Anterior chamber inflammatory signs were associated with a doubled risk for cataract (aHR, 2.27; 95% CI, 1.59 - 3.25). This association was stronger than those found with identification of either immune recovery uveitis or vitreous inflammatory signs.

"[T]he magnitude of the association of cataract with large lesion size was much stronger than the association with inflammation, and that association persisted after adjustment for observed inflammatory findings and diagnosis with immune recovery uveitis," the authors write.

Cataract presence in the contralateral eye was also associated with an increased risk for incident cataract (aHR, 2.52; 95% CI, 1.74 - 3.66).

In patients with CMV retinitis and AIDS, the cataract risk is several-fold higher than in persons of comparable age in the general population. After adjustment for age, cataract prevalence among CMV retinitis cases was higher than that found in a population-based sample (P < .0001). The prevalence of cataract increased with age (aOR, 11.77 [95% CI, 2.28 - 60.65] for age 60 years vs younger than 40 years) and longer period of retinitis (aOR, 1.36 per year; 95% CI, 1.20 - 1.54 per year).

Preventing CMV Retinitis and the Advancement of Lesions

"There appear to be many pathways by which CMV retinitis or its complications lead to cataract," Dr. Kempen told Medscape Medical News. "Prevention of CMV retinitis and prevention of advancement of CMV lesions are key goals of clinical management, which have many benefits to patients, which include reducing the risk of cataract," he added.
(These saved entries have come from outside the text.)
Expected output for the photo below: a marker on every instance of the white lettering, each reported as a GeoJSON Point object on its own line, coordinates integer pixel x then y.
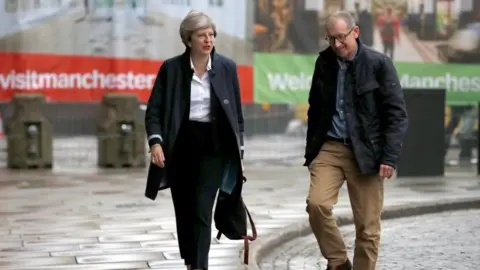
{"type": "Point", "coordinates": [450, 82]}
{"type": "Point", "coordinates": [289, 82]}
{"type": "Point", "coordinates": [33, 80]}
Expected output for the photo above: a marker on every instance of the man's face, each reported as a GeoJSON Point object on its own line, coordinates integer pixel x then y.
{"type": "Point", "coordinates": [342, 39]}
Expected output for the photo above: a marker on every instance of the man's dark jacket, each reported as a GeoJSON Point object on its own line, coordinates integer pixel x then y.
{"type": "Point", "coordinates": [169, 103]}
{"type": "Point", "coordinates": [374, 108]}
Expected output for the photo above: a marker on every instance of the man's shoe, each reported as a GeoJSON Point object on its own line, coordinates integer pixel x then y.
{"type": "Point", "coordinates": [346, 266]}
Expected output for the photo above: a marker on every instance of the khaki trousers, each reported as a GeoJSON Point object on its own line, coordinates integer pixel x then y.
{"type": "Point", "coordinates": [334, 164]}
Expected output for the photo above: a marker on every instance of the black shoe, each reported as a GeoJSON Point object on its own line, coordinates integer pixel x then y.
{"type": "Point", "coordinates": [346, 266]}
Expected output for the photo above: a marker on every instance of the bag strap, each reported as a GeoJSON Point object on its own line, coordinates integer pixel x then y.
{"type": "Point", "coordinates": [247, 238]}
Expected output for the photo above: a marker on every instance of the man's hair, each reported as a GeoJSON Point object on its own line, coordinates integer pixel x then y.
{"type": "Point", "coordinates": [344, 15]}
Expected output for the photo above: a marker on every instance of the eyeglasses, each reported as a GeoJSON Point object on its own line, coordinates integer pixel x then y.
{"type": "Point", "coordinates": [340, 38]}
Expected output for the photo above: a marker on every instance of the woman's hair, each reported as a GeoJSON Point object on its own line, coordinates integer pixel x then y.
{"type": "Point", "coordinates": [194, 21]}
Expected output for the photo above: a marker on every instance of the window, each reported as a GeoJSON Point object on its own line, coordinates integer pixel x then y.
{"type": "Point", "coordinates": [11, 6]}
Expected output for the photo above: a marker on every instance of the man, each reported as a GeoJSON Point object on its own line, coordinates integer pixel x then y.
{"type": "Point", "coordinates": [356, 123]}
{"type": "Point", "coordinates": [389, 27]}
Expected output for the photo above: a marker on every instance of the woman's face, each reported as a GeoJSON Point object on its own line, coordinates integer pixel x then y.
{"type": "Point", "coordinates": [202, 41]}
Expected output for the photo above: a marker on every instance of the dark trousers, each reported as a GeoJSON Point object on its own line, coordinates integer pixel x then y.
{"type": "Point", "coordinates": [197, 178]}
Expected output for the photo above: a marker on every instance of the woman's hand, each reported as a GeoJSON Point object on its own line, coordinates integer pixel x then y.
{"type": "Point", "coordinates": [157, 155]}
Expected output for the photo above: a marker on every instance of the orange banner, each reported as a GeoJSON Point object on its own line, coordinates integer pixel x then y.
{"type": "Point", "coordinates": [66, 78]}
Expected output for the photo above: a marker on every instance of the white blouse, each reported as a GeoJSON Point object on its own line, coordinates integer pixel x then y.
{"type": "Point", "coordinates": [200, 95]}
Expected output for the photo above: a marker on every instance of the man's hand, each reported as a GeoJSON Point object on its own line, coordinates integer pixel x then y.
{"type": "Point", "coordinates": [157, 155]}
{"type": "Point", "coordinates": [385, 171]}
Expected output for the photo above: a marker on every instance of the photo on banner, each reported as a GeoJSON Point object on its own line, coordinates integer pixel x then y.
{"type": "Point", "coordinates": [77, 50]}
{"type": "Point", "coordinates": [433, 43]}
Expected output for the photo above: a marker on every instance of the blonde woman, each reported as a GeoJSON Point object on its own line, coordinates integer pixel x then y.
{"type": "Point", "coordinates": [194, 125]}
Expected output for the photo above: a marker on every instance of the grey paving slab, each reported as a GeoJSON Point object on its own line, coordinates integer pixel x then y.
{"type": "Point", "coordinates": [103, 266]}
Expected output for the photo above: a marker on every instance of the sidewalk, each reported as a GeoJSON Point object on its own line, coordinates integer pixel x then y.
{"type": "Point", "coordinates": [101, 220]}
{"type": "Point", "coordinates": [80, 153]}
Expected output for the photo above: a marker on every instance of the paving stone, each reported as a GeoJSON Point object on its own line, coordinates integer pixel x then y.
{"type": "Point", "coordinates": [137, 238]}
{"type": "Point", "coordinates": [440, 241]}
{"type": "Point", "coordinates": [110, 258]}
{"type": "Point", "coordinates": [30, 262]}
{"type": "Point", "coordinates": [103, 266]}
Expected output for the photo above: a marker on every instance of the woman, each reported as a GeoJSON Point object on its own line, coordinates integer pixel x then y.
{"type": "Point", "coordinates": [194, 125]}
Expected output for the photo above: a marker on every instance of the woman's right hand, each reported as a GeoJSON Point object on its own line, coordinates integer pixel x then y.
{"type": "Point", "coordinates": [157, 155]}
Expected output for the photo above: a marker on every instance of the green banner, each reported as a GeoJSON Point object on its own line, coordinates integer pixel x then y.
{"type": "Point", "coordinates": [286, 78]}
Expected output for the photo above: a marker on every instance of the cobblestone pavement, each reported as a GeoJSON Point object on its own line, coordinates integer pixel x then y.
{"type": "Point", "coordinates": [448, 240]}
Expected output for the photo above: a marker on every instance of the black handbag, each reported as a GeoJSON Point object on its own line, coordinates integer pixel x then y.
{"type": "Point", "coordinates": [231, 218]}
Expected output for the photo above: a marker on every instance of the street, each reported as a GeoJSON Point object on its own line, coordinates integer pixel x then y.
{"type": "Point", "coordinates": [438, 241]}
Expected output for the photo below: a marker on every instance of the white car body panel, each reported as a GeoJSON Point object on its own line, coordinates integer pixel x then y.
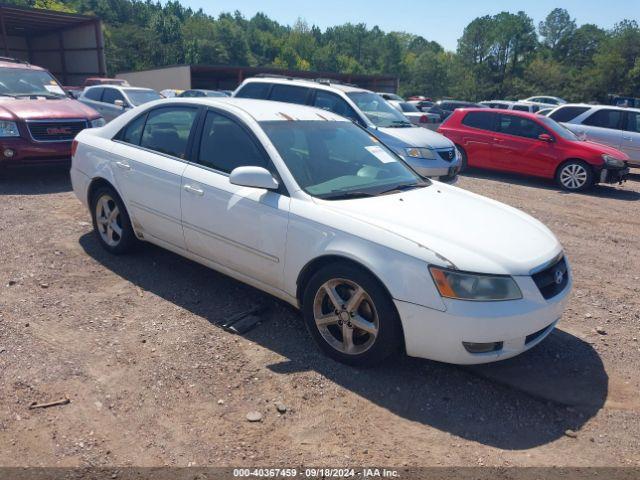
{"type": "Point", "coordinates": [266, 239]}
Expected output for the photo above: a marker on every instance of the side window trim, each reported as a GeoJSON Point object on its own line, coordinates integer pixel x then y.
{"type": "Point", "coordinates": [188, 150]}
{"type": "Point", "coordinates": [197, 141]}
{"type": "Point", "coordinates": [620, 120]}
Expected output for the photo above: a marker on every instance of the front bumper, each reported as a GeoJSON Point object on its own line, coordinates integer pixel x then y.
{"type": "Point", "coordinates": [519, 325]}
{"type": "Point", "coordinates": [26, 153]}
{"type": "Point", "coordinates": [434, 168]}
{"type": "Point", "coordinates": [614, 175]}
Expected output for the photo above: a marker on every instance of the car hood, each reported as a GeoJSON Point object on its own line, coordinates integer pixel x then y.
{"type": "Point", "coordinates": [28, 109]}
{"type": "Point", "coordinates": [459, 228]}
{"type": "Point", "coordinates": [412, 137]}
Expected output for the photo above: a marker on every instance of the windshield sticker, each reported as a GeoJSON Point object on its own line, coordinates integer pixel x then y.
{"type": "Point", "coordinates": [380, 153]}
{"type": "Point", "coordinates": [54, 89]}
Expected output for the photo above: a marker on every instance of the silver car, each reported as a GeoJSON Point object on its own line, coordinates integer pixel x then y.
{"type": "Point", "coordinates": [617, 127]}
{"type": "Point", "coordinates": [111, 100]}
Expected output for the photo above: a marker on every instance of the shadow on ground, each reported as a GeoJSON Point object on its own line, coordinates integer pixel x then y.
{"type": "Point", "coordinates": [35, 181]}
{"type": "Point", "coordinates": [516, 404]}
{"type": "Point", "coordinates": [615, 192]}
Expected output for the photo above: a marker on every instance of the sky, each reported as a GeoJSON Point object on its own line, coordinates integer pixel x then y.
{"type": "Point", "coordinates": [439, 20]}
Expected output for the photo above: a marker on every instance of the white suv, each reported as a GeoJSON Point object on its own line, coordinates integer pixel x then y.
{"type": "Point", "coordinates": [429, 153]}
{"type": "Point", "coordinates": [614, 126]}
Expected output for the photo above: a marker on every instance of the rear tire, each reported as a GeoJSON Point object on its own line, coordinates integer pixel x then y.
{"type": "Point", "coordinates": [351, 316]}
{"type": "Point", "coordinates": [111, 222]}
{"type": "Point", "coordinates": [575, 176]}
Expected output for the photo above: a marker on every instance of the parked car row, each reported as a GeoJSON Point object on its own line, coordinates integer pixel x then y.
{"type": "Point", "coordinates": [530, 144]}
{"type": "Point", "coordinates": [428, 153]}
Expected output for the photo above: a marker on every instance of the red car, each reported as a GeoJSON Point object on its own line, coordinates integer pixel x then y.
{"type": "Point", "coordinates": [530, 144]}
{"type": "Point", "coordinates": [38, 120]}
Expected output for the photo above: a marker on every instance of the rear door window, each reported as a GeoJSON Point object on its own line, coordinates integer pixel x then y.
{"type": "Point", "coordinates": [333, 103]}
{"type": "Point", "coordinates": [258, 90]}
{"type": "Point", "coordinates": [605, 118]}
{"type": "Point", "coordinates": [633, 122]}
{"type": "Point", "coordinates": [94, 94]}
{"type": "Point", "coordinates": [289, 94]}
{"type": "Point", "coordinates": [226, 145]}
{"type": "Point", "coordinates": [519, 126]}
{"type": "Point", "coordinates": [566, 114]}
{"type": "Point", "coordinates": [110, 95]}
{"type": "Point", "coordinates": [481, 120]}
{"type": "Point", "coordinates": [132, 133]}
{"type": "Point", "coordinates": [167, 130]}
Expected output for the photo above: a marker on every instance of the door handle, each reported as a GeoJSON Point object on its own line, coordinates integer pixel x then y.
{"type": "Point", "coordinates": [194, 190]}
{"type": "Point", "coordinates": [123, 166]}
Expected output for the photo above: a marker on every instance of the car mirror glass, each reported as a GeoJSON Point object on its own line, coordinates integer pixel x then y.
{"type": "Point", "coordinates": [254, 177]}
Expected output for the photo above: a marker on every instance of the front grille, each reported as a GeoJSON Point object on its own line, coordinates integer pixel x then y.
{"type": "Point", "coordinates": [552, 280]}
{"type": "Point", "coordinates": [55, 130]}
{"type": "Point", "coordinates": [448, 154]}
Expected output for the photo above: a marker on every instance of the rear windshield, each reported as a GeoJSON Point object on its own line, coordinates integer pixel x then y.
{"type": "Point", "coordinates": [566, 114]}
{"type": "Point", "coordinates": [138, 97]}
{"type": "Point", "coordinates": [22, 82]}
{"type": "Point", "coordinates": [378, 110]}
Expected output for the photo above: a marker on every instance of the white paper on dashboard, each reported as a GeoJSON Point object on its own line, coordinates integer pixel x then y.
{"type": "Point", "coordinates": [380, 153]}
{"type": "Point", "coordinates": [54, 89]}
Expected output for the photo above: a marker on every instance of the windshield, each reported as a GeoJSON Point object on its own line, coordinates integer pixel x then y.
{"type": "Point", "coordinates": [408, 107]}
{"type": "Point", "coordinates": [337, 160]}
{"type": "Point", "coordinates": [21, 82]}
{"type": "Point", "coordinates": [378, 110]}
{"type": "Point", "coordinates": [558, 129]}
{"type": "Point", "coordinates": [138, 97]}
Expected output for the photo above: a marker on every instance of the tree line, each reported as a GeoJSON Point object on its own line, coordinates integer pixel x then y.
{"type": "Point", "coordinates": [499, 56]}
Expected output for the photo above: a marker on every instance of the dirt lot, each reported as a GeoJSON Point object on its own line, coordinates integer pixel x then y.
{"type": "Point", "coordinates": [135, 343]}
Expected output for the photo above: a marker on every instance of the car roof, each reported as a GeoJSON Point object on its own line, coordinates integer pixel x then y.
{"type": "Point", "coordinates": [308, 83]}
{"type": "Point", "coordinates": [122, 87]}
{"type": "Point", "coordinates": [21, 64]}
{"type": "Point", "coordinates": [517, 113]}
{"type": "Point", "coordinates": [598, 107]}
{"type": "Point", "coordinates": [262, 110]}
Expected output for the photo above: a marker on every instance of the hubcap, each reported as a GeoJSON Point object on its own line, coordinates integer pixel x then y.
{"type": "Point", "coordinates": [108, 220]}
{"type": "Point", "coordinates": [573, 176]}
{"type": "Point", "coordinates": [346, 316]}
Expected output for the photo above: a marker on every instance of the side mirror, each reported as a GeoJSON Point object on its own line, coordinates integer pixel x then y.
{"type": "Point", "coordinates": [255, 177]}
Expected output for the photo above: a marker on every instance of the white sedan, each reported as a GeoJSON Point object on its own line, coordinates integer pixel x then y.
{"type": "Point", "coordinates": [314, 210]}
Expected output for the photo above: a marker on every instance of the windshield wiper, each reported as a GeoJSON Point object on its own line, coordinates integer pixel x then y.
{"type": "Point", "coordinates": [45, 95]}
{"type": "Point", "coordinates": [343, 195]}
{"type": "Point", "coordinates": [400, 124]}
{"type": "Point", "coordinates": [402, 188]}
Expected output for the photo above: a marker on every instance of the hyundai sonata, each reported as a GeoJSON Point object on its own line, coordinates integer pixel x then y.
{"type": "Point", "coordinates": [311, 208]}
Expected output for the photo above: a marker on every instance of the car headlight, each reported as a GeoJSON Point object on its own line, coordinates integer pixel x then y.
{"type": "Point", "coordinates": [610, 161]}
{"type": "Point", "coordinates": [9, 129]}
{"type": "Point", "coordinates": [98, 122]}
{"type": "Point", "coordinates": [415, 152]}
{"type": "Point", "coordinates": [472, 286]}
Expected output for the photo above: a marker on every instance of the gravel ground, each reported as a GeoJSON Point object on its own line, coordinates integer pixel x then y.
{"type": "Point", "coordinates": [135, 343]}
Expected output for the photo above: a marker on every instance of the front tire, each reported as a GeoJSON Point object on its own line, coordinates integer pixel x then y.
{"type": "Point", "coordinates": [351, 316]}
{"type": "Point", "coordinates": [111, 222]}
{"type": "Point", "coordinates": [575, 176]}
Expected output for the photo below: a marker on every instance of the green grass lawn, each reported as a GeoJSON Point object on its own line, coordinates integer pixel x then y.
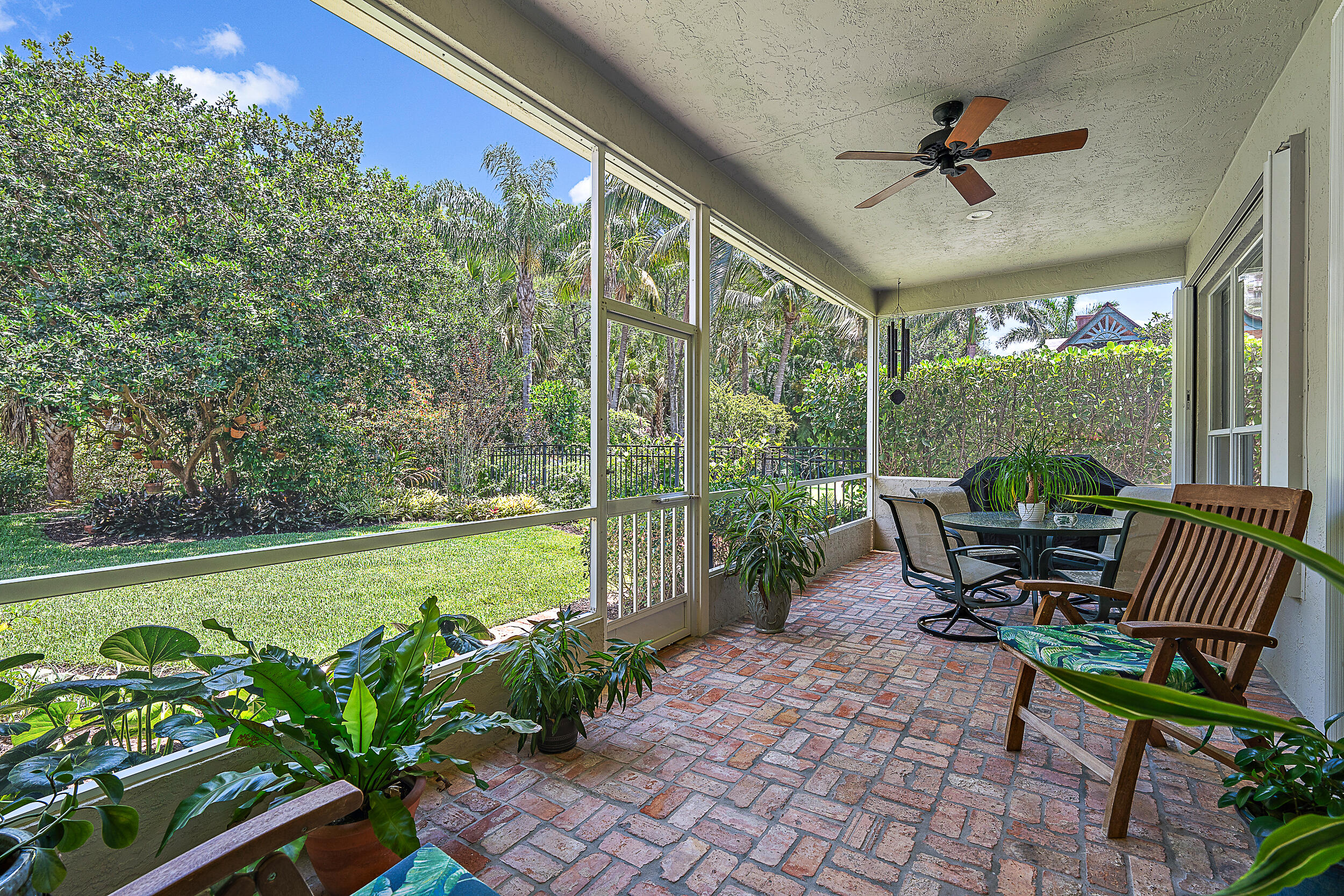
{"type": "Point", "coordinates": [311, 607]}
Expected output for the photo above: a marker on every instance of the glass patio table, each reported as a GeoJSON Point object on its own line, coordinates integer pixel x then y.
{"type": "Point", "coordinates": [1034, 537]}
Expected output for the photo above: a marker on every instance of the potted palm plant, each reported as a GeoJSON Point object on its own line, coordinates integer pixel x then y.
{"type": "Point", "coordinates": [1033, 476]}
{"type": "Point", "coordinates": [369, 716]}
{"type": "Point", "coordinates": [1291, 792]}
{"type": "Point", "coordinates": [773, 546]}
{"type": "Point", "coordinates": [554, 679]}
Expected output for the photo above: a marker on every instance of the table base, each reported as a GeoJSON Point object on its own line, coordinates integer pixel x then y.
{"type": "Point", "coordinates": [955, 615]}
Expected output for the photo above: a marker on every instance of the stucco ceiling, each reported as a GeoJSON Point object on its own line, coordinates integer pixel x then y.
{"type": "Point", "coordinates": [770, 90]}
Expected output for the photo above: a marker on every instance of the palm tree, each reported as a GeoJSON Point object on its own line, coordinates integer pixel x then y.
{"type": "Point", "coordinates": [972, 326]}
{"type": "Point", "coordinates": [527, 230]}
{"type": "Point", "coordinates": [1050, 319]}
{"type": "Point", "coordinates": [761, 288]}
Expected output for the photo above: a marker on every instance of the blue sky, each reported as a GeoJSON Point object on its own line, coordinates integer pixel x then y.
{"type": "Point", "coordinates": [292, 55]}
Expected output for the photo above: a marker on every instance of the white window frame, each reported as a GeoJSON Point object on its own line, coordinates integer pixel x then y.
{"type": "Point", "coordinates": [1234, 367]}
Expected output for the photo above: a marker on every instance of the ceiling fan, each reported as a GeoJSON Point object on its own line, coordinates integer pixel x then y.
{"type": "Point", "coordinates": [957, 143]}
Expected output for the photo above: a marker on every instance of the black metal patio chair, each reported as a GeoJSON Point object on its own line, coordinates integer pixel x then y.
{"type": "Point", "coordinates": [929, 562]}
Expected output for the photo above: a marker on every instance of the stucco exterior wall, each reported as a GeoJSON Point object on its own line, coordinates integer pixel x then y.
{"type": "Point", "coordinates": [1299, 103]}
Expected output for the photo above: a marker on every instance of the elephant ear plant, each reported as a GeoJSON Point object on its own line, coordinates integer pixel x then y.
{"type": "Point", "coordinates": [370, 719]}
{"type": "Point", "coordinates": [773, 539]}
{"type": "Point", "coordinates": [1292, 790]}
{"type": "Point", "coordinates": [554, 679]}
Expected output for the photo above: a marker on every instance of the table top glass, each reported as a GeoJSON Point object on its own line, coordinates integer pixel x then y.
{"type": "Point", "coordinates": [1012, 524]}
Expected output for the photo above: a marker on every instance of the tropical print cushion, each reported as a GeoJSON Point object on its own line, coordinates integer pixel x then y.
{"type": "Point", "coordinates": [1097, 648]}
{"type": "Point", "coordinates": [426, 872]}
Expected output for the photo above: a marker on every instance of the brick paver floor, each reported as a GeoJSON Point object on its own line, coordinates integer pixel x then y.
{"type": "Point", "coordinates": [851, 757]}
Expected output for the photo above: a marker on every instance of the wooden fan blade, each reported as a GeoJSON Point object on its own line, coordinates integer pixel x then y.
{"type": "Point", "coordinates": [1036, 146]}
{"type": "Point", "coordinates": [880, 156]}
{"type": "Point", "coordinates": [979, 114]}
{"type": "Point", "coordinates": [894, 189]}
{"type": "Point", "coordinates": [972, 186]}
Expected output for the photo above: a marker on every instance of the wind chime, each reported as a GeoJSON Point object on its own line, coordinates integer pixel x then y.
{"type": "Point", "coordinates": [899, 363]}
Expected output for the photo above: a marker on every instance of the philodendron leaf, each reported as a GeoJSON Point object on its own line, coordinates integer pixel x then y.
{"type": "Point", "coordinates": [74, 833]}
{"type": "Point", "coordinates": [359, 715]}
{"type": "Point", "coordinates": [120, 825]}
{"type": "Point", "coordinates": [1303, 848]}
{"type": "Point", "coordinates": [47, 871]}
{"type": "Point", "coordinates": [393, 824]}
{"type": "Point", "coordinates": [1315, 559]}
{"type": "Point", "coordinates": [149, 645]}
{"type": "Point", "coordinates": [285, 691]}
{"type": "Point", "coordinates": [1131, 699]}
{"type": "Point", "coordinates": [227, 786]}
{"type": "Point", "coordinates": [187, 728]}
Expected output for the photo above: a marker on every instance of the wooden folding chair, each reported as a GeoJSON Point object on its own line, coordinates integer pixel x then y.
{"type": "Point", "coordinates": [257, 840]}
{"type": "Point", "coordinates": [1197, 621]}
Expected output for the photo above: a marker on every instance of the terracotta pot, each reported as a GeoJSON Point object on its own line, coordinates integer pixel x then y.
{"type": "Point", "coordinates": [348, 856]}
{"type": "Point", "coordinates": [562, 735]}
{"type": "Point", "coordinates": [770, 617]}
{"type": "Point", "coordinates": [17, 868]}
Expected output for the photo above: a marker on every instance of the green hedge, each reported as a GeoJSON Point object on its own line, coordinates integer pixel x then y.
{"type": "Point", "coordinates": [1113, 404]}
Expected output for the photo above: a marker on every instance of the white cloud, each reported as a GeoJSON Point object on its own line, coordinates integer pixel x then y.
{"type": "Point", "coordinates": [221, 42]}
{"type": "Point", "coordinates": [582, 191]}
{"type": "Point", "coordinates": [262, 85]}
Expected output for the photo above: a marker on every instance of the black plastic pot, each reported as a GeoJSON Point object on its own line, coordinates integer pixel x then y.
{"type": "Point", "coordinates": [562, 735]}
{"type": "Point", "coordinates": [17, 878]}
{"type": "Point", "coordinates": [1327, 884]}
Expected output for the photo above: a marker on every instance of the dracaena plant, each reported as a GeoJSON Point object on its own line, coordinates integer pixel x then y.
{"type": "Point", "coordinates": [553, 675]}
{"type": "Point", "coordinates": [370, 719]}
{"type": "Point", "coordinates": [773, 537]}
{"type": "Point", "coordinates": [1292, 789]}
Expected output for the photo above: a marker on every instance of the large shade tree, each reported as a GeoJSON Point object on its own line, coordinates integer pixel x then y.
{"type": "Point", "coordinates": [170, 265]}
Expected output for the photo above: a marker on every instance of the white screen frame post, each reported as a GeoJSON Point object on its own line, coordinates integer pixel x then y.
{"type": "Point", "coordinates": [597, 389]}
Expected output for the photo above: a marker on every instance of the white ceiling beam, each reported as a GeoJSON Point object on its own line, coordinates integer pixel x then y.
{"type": "Point", "coordinates": [491, 50]}
{"type": "Point", "coordinates": [1071, 278]}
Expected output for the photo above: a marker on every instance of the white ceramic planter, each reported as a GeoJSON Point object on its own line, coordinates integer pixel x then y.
{"type": "Point", "coordinates": [1033, 512]}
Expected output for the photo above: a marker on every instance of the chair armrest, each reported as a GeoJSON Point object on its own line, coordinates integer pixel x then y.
{"type": "Point", "coordinates": [240, 847]}
{"type": "Point", "coordinates": [1058, 586]}
{"type": "Point", "coordinates": [1197, 630]}
{"type": "Point", "coordinates": [991, 548]}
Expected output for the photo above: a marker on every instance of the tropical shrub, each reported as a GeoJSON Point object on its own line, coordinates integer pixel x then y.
{"type": "Point", "coordinates": [835, 406]}
{"type": "Point", "coordinates": [745, 418]}
{"type": "Point", "coordinates": [371, 719]}
{"type": "Point", "coordinates": [1113, 404]}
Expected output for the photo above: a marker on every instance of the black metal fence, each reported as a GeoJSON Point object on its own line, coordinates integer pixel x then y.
{"type": "Point", "coordinates": [654, 469]}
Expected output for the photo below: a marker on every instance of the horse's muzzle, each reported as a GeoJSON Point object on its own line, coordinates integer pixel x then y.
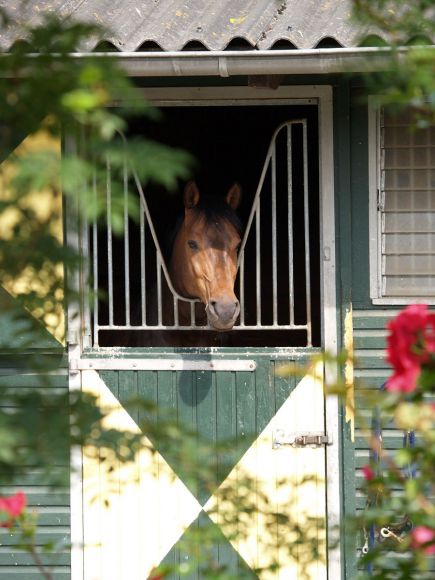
{"type": "Point", "coordinates": [222, 314]}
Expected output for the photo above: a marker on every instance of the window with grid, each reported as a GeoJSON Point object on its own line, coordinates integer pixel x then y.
{"type": "Point", "coordinates": [402, 209]}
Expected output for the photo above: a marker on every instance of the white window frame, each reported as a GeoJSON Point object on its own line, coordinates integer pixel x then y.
{"type": "Point", "coordinates": [375, 216]}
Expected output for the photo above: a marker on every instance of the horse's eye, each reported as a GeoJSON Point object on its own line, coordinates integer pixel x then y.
{"type": "Point", "coordinates": [192, 245]}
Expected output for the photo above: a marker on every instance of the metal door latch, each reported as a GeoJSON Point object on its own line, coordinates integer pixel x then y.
{"type": "Point", "coordinates": [281, 437]}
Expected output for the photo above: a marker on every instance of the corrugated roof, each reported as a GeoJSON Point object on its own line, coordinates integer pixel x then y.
{"type": "Point", "coordinates": [174, 25]}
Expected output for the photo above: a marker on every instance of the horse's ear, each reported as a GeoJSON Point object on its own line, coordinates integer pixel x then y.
{"type": "Point", "coordinates": [191, 195]}
{"type": "Point", "coordinates": [234, 196]}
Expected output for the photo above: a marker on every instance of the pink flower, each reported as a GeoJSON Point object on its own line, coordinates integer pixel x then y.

Early detection of CMV retinitis is important, explained Dr. Vrabec. "HIV+ patients with CD4+ counts less than 50 cells/mL are at highest risk.... Individuals with CD4+ counts less than 50 cells/mL and their primary physicians or infectious disease consultants should be aware of the importance of dilated retinal evaluation. Routine screening at 3-month intervals with dilated fundus examination has been recommended.... Patients should also be educated about symptoms that may indicate [CMV retinitis], including floaters, blurred vision or scotoma," she added.

Dr. Vrabec also explained that it is important to select the proper surgical approach to retinal detachments in these patients.

"All CMV related retinal detachments are not alike. Factors which must be considered in determining the surgical approach include whether or not the macula is detached, whether or not active retinitis is present, the extent and location of active and inactive disease, and the location of all retinal breaks. The alternatives to silicone oil injection, which include vitrectomy with gas (which also carries risk of cataract formation), scleral buckle without vitrectomy, laser demarcation (a noninvasive office procedure), and rarely pneumatic retinopexy may or may not be appropriate in every detachment," Dr. Vrabec said.

The authors have disclosed no relevant financial relationships. Dr. Vrabec has published on the use of demarcation laser as an alternative to silicone oil injection in CMV-related retinal detachments.